Project 1: Mechanisms of cellular stress responsive decision-making
PROBLEM:
How does the stress response machinery sense cellular status and encode adaptive and maladaptive stress response states?
APPROACH:
We combine biochemical, cell biological, and structural methods to visualize stress response decision-making in space and time. For example, we build off of recent work demonstrating that the Integrated Stress Response (ISR), is carried out by a conformational change in the super-enzyme eIF2B. We are interested in questions like: How does eIF2B’s conformation dynamically response to cellular metabolic status? What metabolites can eIF2B sense?
Projects in this area can involve any combination of cellular biochemistry, cryo-EM, enzymology, and high-throughput methods including metabolomics and FLOW cytometry- based activity assays.
Project 2: Mechanisms of selective vulnerability to chronic stress in glia
PROBLEM:
Cellular stress pathways are gradually upregulated during normal aging, and are hyperactivated in the context of age-related neurodegenerative disease. For example, chronic activation of the Integrated Stress Response (ISR) drives learning and memory defects in a wide range of neurodegenerative contexts, from Alzheimer’s disease to hypomyelinating disorders. But rather than affecting all cells equally, chronic ISR seems to selectively impair only certain highly specialized cell types in the brain.

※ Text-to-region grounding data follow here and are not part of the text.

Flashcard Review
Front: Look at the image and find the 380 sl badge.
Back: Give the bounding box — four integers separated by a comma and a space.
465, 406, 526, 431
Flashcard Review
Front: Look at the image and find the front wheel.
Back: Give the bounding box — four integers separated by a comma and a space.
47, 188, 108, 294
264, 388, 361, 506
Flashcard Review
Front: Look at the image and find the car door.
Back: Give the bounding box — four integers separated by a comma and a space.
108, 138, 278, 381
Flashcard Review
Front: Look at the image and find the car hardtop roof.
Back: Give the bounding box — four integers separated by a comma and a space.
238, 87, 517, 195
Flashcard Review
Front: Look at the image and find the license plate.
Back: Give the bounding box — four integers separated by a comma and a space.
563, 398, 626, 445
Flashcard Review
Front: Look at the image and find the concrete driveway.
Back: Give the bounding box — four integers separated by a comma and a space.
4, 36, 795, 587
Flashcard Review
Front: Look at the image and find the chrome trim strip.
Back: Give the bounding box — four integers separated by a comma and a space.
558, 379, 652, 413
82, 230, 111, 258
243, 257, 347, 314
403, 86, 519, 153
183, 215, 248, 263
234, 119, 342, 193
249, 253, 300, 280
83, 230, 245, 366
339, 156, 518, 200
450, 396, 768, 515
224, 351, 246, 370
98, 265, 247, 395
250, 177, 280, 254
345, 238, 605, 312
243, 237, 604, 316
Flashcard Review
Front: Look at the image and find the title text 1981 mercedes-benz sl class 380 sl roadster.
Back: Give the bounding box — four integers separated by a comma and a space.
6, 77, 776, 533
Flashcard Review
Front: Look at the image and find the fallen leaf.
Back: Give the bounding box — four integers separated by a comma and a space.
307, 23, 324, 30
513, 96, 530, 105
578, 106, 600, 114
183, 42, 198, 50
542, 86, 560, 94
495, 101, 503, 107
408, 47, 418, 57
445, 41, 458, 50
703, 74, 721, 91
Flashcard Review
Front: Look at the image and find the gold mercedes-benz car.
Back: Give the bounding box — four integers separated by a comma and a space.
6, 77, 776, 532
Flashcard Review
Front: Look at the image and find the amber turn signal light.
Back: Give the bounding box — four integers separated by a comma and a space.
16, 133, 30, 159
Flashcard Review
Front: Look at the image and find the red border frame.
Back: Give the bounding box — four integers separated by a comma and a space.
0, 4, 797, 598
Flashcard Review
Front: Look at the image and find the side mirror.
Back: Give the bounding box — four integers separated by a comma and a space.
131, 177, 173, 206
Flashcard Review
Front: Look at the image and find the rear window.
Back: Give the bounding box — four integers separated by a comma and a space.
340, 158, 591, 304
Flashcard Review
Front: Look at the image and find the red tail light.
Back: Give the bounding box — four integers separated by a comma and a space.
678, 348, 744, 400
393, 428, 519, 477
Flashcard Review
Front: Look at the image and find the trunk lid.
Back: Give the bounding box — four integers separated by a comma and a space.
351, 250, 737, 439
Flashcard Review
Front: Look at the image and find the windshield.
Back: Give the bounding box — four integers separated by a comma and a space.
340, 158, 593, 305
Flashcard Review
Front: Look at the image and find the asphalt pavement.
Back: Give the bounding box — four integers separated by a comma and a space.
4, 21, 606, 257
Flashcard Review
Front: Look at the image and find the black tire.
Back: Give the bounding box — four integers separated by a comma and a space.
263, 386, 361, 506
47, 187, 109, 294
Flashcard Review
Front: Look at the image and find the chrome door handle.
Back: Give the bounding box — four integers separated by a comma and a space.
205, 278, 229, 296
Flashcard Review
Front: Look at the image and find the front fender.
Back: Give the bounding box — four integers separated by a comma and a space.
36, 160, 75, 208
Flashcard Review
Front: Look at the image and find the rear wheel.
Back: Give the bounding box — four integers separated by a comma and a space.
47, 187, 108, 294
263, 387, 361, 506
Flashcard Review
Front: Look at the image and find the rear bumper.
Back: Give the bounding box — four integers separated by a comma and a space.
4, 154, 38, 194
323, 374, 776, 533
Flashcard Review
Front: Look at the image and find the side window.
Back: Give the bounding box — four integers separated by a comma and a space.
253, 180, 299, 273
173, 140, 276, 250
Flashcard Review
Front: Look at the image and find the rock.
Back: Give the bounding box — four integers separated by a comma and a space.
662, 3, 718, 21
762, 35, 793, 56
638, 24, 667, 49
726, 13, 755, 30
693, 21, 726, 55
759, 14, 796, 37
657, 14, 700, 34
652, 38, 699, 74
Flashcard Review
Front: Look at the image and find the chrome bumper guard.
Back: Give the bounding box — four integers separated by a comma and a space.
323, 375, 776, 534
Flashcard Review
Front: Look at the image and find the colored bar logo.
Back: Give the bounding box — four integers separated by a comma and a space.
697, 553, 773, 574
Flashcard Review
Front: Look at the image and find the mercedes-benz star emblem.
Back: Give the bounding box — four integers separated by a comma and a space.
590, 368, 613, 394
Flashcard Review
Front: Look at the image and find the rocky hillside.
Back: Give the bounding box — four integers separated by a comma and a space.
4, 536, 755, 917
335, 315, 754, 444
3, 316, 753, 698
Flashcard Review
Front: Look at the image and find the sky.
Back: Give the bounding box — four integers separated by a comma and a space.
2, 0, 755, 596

How does chronic stress signaling selectively impair glial cell function?
APPROACH:
Mounting evidence suggests ISR signaling impairs glial function by remodeling cellular metabolism, but we have lacked the tools to define the underlying cellular mechanisms. We are using structure and AI-guided design to engineer novel chronic stress signaling iPSC-based cellular models.
Projects in this area combine biochemical, functional genomic (CRISPR), and cell biological methods to define mechanisms via which chronic ISR signaling impairs glial function in in vitro and in vivo models.